The difference is about respect, interests, and positions. You want to part amicably. You want both parties to feel happy about the deal. You want the relationship to be a vital part of the outcome.
You have to be willing to follow your BATNA. But, if you threaten to leave, realize this will only work a few times. If you explain the other offer and try to find something mutally beneficial, you can use this tactic often.
I should make it clear that we phrased our desire to improve the salaries of the group so that it would stay intact. We cautioned the hospital that we would lose excellent docs if we weren’t competitive. We made it clear that our goal was to maintain a good group of docs and be fairly compensated. We wanted everyone to win in the situation so that we could continue to provide care to the community. I agree with what you say that maintaining a good relationship with those you are negotiating with makes a huge difference. We continue to respect each other and the positions that we are in.
Interestingly, we presented a doomsday scenario to the hospital in which they would need to hire locums and create a financial mess. This ultimately happened because the administration was very slow to react(although I think they were trying to do the right thing) and there were some unfortunate occurrences out of everyone’s control. In the end, the hospital paid out hundreds of thousands of dollars in locum and ‘bonus shift’ pay.
I also think that a lot of the negotiation depends on supply and demand and the current market value. I feel docs are a lot more aware of when things are changing and administrators fail to see it until it is too late. Academic centers have seen this decimate their ranks in some regions over the last 2 years in EM.
Love the last paragraph.
A BATNA you may not be considering:
If you attempt to negitiate and can’t a reasonable responce, your BATNA may not be to simply up and leave,
Your BATNA may be to focus less effort on the current job and start focusing more on side jobs. Rather than seeing 5 extra patients, serving on committess, and chasing a poorly compensated bonus plan- you become an “average” employee. Now, obviously, you provide the best quality care to your patients- never harm a patient do to a crappy administration. But instead of overbooking 2-3 patient during lunch, you actually eat lunch. Instead of evenings at the governance committee, you cover the ED 20 miles away at 200 dollars/hour. You get the idea. You do the minimum required to be compensated for the primary job and explore options elsewhere.

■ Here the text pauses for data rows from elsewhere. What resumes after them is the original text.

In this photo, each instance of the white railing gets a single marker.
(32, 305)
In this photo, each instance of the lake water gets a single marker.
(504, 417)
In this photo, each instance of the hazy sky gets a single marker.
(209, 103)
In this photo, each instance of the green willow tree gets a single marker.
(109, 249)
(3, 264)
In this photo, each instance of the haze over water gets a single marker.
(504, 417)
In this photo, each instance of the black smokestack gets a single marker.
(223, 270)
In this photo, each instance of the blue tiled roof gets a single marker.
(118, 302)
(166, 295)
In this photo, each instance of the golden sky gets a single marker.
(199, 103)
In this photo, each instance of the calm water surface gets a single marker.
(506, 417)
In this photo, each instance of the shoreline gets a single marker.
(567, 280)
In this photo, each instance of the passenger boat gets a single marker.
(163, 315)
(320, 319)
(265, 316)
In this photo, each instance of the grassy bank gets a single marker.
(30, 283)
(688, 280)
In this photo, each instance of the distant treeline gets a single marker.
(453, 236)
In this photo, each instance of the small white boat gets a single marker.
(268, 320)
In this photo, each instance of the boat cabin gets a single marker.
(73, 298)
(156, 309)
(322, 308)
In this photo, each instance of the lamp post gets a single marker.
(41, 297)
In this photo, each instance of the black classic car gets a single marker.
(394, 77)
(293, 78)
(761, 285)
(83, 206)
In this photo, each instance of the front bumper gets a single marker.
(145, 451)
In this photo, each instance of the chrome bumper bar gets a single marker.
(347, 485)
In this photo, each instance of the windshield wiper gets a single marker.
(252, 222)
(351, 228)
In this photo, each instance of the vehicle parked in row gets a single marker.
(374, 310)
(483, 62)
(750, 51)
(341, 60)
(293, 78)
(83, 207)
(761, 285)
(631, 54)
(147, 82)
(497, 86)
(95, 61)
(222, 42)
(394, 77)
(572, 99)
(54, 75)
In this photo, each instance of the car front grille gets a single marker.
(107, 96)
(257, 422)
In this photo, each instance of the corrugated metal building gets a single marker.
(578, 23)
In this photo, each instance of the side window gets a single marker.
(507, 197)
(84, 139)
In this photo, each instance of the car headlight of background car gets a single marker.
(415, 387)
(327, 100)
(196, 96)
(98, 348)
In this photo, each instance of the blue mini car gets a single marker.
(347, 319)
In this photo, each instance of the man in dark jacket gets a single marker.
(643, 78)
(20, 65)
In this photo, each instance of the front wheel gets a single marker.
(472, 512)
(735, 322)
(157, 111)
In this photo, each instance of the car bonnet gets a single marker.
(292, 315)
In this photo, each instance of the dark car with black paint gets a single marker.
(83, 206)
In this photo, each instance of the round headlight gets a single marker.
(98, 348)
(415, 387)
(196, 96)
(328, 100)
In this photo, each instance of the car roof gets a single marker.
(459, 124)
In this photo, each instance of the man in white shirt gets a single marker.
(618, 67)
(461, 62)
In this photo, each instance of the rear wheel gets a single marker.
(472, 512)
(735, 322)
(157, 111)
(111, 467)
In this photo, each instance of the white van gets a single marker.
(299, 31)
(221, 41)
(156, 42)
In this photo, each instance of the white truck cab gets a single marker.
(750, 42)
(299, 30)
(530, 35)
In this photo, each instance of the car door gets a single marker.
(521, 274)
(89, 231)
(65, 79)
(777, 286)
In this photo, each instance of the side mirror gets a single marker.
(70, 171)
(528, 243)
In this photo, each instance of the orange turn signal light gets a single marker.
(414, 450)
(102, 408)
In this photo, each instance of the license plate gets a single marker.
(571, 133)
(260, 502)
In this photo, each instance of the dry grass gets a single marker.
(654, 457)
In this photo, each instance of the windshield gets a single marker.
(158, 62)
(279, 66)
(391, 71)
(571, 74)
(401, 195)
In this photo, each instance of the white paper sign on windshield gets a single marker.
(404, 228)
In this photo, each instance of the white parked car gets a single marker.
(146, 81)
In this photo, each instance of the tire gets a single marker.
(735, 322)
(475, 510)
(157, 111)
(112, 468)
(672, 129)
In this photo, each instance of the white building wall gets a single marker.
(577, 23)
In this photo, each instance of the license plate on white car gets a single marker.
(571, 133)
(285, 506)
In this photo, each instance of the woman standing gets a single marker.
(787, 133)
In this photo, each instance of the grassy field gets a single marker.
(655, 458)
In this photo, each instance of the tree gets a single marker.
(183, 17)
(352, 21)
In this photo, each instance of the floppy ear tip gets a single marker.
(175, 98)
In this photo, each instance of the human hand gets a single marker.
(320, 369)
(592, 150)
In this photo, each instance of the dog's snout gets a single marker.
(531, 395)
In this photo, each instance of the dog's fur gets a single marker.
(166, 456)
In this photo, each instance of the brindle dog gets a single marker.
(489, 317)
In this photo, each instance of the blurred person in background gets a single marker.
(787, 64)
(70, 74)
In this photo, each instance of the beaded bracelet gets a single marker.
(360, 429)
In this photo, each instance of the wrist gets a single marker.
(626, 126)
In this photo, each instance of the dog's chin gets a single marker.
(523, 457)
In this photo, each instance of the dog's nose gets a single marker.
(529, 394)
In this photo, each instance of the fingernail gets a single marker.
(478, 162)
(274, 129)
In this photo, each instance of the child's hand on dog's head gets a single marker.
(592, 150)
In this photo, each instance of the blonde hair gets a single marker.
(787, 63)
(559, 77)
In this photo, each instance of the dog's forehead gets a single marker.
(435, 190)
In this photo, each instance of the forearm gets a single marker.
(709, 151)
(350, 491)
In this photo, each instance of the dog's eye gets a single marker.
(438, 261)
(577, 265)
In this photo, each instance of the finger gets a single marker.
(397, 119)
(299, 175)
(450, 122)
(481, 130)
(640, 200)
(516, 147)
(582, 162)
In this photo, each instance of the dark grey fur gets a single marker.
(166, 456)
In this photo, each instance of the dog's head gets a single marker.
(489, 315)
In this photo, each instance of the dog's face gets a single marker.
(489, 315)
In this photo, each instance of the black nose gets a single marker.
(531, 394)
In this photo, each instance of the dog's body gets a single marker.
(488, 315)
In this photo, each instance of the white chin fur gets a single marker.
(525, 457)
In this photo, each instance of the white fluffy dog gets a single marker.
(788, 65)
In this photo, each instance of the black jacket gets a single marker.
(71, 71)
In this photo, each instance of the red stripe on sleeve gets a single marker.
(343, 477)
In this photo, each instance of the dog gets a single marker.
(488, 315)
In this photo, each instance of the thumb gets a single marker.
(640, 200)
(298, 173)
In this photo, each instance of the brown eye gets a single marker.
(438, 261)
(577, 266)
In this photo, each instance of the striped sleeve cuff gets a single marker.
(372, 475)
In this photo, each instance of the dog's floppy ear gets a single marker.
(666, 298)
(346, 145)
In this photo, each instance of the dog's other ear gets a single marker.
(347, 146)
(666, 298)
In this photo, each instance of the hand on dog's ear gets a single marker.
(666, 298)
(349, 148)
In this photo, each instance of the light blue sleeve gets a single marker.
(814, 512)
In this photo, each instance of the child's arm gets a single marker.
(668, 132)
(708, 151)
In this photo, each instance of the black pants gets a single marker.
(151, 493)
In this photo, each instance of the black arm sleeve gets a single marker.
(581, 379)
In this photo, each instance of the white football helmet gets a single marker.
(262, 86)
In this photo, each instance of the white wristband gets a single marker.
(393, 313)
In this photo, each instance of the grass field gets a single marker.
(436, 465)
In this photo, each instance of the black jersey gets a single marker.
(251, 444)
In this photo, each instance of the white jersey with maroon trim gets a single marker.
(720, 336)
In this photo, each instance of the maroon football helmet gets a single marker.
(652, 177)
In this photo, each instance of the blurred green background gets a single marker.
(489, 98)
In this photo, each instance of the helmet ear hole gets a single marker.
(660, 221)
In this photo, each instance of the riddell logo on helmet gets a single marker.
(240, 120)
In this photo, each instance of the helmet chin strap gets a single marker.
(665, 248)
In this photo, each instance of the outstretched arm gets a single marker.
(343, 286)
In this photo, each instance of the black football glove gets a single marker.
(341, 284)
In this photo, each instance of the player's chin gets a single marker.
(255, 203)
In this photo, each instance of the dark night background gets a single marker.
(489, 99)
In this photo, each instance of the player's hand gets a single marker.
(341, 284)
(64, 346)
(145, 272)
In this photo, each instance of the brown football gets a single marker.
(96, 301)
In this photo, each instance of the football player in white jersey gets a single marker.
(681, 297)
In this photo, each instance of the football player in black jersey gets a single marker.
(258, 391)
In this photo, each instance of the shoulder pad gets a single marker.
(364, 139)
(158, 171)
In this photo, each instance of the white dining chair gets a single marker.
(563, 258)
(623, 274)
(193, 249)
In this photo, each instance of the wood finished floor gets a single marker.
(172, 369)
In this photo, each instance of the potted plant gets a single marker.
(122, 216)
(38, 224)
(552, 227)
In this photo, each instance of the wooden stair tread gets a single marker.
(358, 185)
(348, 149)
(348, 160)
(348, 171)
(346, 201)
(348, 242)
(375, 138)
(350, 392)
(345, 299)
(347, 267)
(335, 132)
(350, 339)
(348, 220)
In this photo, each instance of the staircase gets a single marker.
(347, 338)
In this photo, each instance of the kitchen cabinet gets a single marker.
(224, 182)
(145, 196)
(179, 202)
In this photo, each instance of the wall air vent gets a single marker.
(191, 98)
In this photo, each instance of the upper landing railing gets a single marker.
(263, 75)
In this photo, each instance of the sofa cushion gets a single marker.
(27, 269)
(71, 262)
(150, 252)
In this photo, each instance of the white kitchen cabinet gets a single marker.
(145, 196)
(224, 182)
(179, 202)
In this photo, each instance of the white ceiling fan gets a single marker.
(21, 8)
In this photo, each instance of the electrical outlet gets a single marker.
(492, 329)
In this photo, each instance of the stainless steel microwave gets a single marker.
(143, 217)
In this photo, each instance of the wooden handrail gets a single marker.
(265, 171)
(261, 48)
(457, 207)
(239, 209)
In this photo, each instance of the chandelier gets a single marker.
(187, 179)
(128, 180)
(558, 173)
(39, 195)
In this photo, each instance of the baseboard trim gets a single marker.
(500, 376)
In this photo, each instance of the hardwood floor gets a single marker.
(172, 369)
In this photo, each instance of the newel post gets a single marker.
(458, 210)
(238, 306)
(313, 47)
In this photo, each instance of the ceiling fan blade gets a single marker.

With your extra time and effort you start your own side jobs. Maybe you do locums coverage, privately contract partial time elsewhere, start a consulting business, buy real estate, etc. The point is, your BATNA can be creative and you are not forced into the solo job role. If you can’t get the negotiated results you desire, you don’t necessarily have to quit. You could just get what you desire elsewhere.
sorry bout the typos- iphone keyboard too small for my fat fingers.